Nephronophthisis (NPHP) is an autosomal recessive cystic kidney disease characterized by renal tubular atrophy and progressive interstitial fibrosis with the development of corticomedullary cysts. It is considered the most the most frequent genetic cause of renal failure in childhood or adolescence. Onset is typically marked by polydipsia and polyuria as a result of a defect in urine concentration. NPHP eventually progresses to end stage renal disease (ESRD), though the age of onset of ESRD varies. NPHP is generally classified based on the age of onset of ESRD: infantile (around age 1), juvenile (around age 13), or adolescent (around age 19).
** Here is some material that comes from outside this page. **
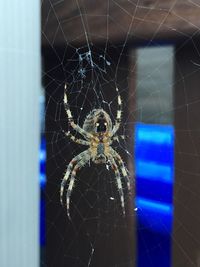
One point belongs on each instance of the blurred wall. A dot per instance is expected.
(19, 132)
Additional findings include small-to-normal-sized hyperechogenic kidneys with reduced corticomedullary differentiation on abdominal ultrasonography and histopathological alterations characterized by thickened or disrupted tubular basement membranes, tubular atrophy and dilation, interstitial fibrosis and occasional renal cysts. The vast majority of cases of NPHP are isolated, however, about 10–15% of NPHP patients have additional extrarenal symptoms. These are often referred to as nephronophthisis-associated ciliopathies and symptoms may include retinitis pigmentosa (Senior-Loken syndrome, Bardet-Biedl syndrome, Alstrom syndrome), liver fibrosis, cerebellar vermis hypoplasia (Joubert syndrome), and multiple developmental and neurologic abnormalities (Meckel Gruber syndrome). The panel includes sequence and deletion/duplication analysis of all the listed genes.